A Nazaret
Un giorno Gesù, appena di cinque anni, sedeva sulla soglia di casa, a Nazaret, intento a formare degli uccellini da un blocco di argilla che gli aveva regalato il vasaio di fronte.
Sui gradini della casa vicina sedeva un bambino di nome Giuda; tutto graffi e lividure e i vestiti a brandelli per le continue risse con altri ragazzi di strada. In quel momento era tranquillo, non tormentava nessuno, né s’accapigliava con i compagni, ma lavorava anche lui a un blocchetto di argilla.
A mano a mano che i due bimbi facevano i loro uccellini li mettevano in cerchio dinanzi a sé.

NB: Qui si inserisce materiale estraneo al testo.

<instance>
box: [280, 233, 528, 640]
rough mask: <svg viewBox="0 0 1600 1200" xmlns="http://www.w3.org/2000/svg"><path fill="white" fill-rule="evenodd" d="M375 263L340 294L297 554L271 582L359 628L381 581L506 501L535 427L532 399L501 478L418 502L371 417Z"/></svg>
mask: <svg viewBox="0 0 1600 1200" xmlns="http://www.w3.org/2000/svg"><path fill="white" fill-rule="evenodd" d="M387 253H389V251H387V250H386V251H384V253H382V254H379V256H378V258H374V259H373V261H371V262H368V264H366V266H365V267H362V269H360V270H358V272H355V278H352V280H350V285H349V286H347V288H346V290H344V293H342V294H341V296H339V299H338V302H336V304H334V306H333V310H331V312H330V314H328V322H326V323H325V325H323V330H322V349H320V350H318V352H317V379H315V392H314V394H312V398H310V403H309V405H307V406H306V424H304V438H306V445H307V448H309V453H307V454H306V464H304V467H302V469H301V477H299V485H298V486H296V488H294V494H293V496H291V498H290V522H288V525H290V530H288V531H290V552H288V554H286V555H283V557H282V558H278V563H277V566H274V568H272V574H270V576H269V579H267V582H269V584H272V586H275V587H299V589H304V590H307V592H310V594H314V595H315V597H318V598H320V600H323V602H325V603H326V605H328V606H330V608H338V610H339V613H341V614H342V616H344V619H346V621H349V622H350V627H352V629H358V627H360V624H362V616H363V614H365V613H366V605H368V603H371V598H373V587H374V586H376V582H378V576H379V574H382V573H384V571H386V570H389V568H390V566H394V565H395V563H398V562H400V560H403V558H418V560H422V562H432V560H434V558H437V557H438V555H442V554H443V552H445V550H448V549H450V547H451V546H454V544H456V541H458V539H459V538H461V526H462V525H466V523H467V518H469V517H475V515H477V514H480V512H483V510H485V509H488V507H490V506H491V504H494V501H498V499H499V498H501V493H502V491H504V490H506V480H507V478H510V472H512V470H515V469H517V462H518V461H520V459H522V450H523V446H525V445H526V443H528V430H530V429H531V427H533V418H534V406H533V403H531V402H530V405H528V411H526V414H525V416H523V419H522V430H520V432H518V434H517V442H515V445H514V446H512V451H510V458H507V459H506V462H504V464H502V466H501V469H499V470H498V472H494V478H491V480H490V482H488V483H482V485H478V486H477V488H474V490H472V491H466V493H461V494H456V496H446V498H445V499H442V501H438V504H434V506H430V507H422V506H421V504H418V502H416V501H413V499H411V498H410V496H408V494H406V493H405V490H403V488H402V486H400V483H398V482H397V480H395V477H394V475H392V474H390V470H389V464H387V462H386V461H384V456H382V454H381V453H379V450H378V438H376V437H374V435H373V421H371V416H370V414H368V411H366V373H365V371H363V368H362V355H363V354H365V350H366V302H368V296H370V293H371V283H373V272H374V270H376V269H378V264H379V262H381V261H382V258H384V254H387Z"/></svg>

Giuda, che di tratto in tratto guardava furtivo il compagno per vedere se facesse più uccelli di lui e più belli, gettò un grido di meraviglia quando vide che Gesù tingeva i suoi uccellini con il raggio di sole colto dalle pozze d’acqua.
Anche lui allora immerse la mano nell’acqua luminosa.
Ma il raggio di sole non si lasciò pigliare. Filava via dalle sue mani per quanto egli si affaticasse a muovere lesto le dita tozze per acchiapparlo, e ai suoi uccelli non poté dare neppure un pochino di colore.
“Aspetta, Giuda”, esclamò Gesù “vengo io a colorire i tuoi uccellini”.
“No, non devi toccarli; stanno bene così!”, gridò Giuda; poi, in un impeto d’ira calcò il piede suoi suoi uccelli riducendoli l’uno dopo l’altro in un ammasso di fango.
Quando tutti gli uccelli furono distrutti si avvicinò a Gesù, che stava accarezzando i suoi, sfavillanti come pietre preziose. Giuda li osservò un momento in silenzio, poi alzò il piede e ne pestò uno.
“Giuda, che fai? Non sai che sono vivi e possono cantare?”
Ma Giuda rideva e ne calpestò un altro, poi un altro, un altro ancora.
Gesù si guardò attorno cercando un soccorso.
Giuda era lato, robusto ed egli non aveva la forza di fermarlo.
Guardò la madre; non era lontana, ma prima che fosse venuta Giuda avrebbe distrutto tutti gli uccelli.
Gli si riempirono gli occhi di lacrime.
Quattro erano già ridotti in mota; ne rimanevano tre ancora.
Gesù si struggeva che i suoi uccellini stessero quieti e si lasciassero calpestare senza fuggire alla rovina. Allora batté le mani per destarli e gridò: “Volate! Volate!”
I tre uccelletti cominciarono a muovere le ali, le batterono timorosi, poi presero il volo fino all’orlo del tetto dove si sentirono in salvo.